In its reasoned decision, the court first gave a summary of the defendant’s defence submissions, the public prosecutor’s observations on the merits of the case and the evidence in the case file which included the defendant’s statements to the police and the judge, reports by experts on the examination of the video records, the defendant’s identity documents, and a document showing that she had no previous criminal record.

Bakırköy 2nd Assize Court further noted that during the television broadcast , the defendant’ s speech had subsequently turned into propaganda in favour of the PKK and in her expression ‘Do not let children get killed’ she had used the same language as the PKK, and that she aimed to justify the actions of the PKK by portraying the military operations against it as causing the death of innocent civilians. The court noted that those who disseminated propaganda in favour of the PKK were expressing their support and approval for the PKK, whose methods were those of terrorism and violence. On the arguments by Ayşe Çelik, the court contended that the expressions she had used had gone beyond the limits of freedom of expression in that they had undermined the rights of the official authorities and endangered social peace and public order. The court considered that the defendant had acted on behalf of the illegal organisation PKK, acting in line with their goals and activities, and that she should therefore be punished for disseminating propaganda in favour of the illegal organisation .The court acquitted the defendants including Kadir Tunali and 38 others on lack of evidence.

On 02.04.2017, the defendant’s lawyer appealed before Istanbul District Court of Appeal. He stated in his appeal that Ms Çelik’s conviction pursuant to Article 7(2) of the Law no. 3713 had constituted a violation of her right to freedom of expression which is protected under Article 10 of the ECHR. He continued by arguing that “[With this case] not only freedom of expression but freedom of thought is being prosecuted. … The violation went beyond the freedom of expression …. Because, not her words but rather the intention behind her words has been questioned [by the judicial authorities]. Through entering into a discussion about what she might have meant and aimed for with her expression, her thoughts have been prosecuted and a hypothetical decision has been made on that ground.”

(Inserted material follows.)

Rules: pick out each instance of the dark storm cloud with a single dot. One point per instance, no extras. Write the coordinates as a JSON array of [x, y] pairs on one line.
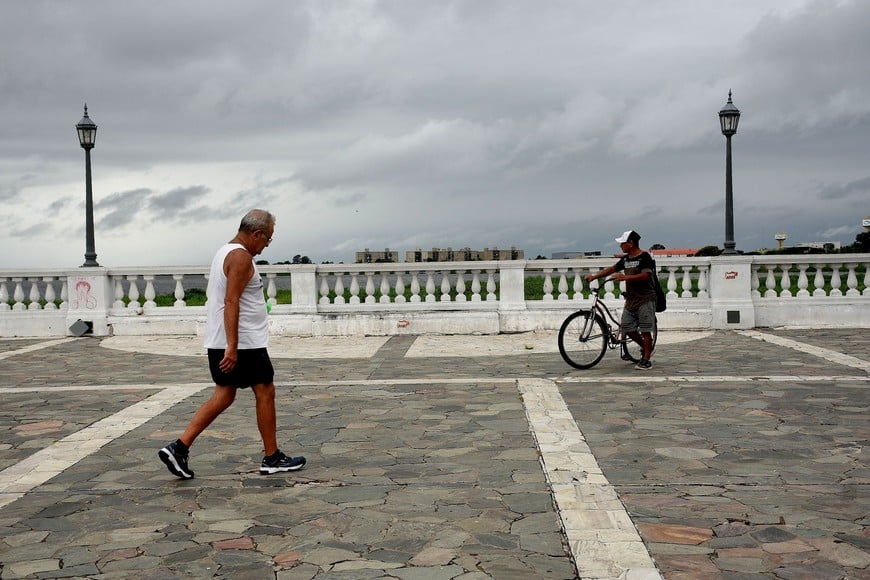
[[173, 202], [30, 231], [546, 126], [120, 209], [56, 207], [859, 188]]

Istanbul District Court of Appeal rejected the appeal request on 27. 09.2017. The conviction became final. Ms Çelik’s lawyer submitted an individual petition before the Turkish Constitutional Court arguing that fundamental rights and freedoms Ms Çelik is entitled to under the Turkish Constitution and the ECHR were violated with the unlawful process carried out against his client. The case is still pending before the Turkish Constitutional Court. However, her sentence was postponed to April 20, 2018 on grounds that she was pregnant.

On 20.04.2018, Ayşe Çelik was sent to prison with her baby daughter in the south eastern province of Diyarbakır after the court overturned her lawyer’s request for an additional period of delay.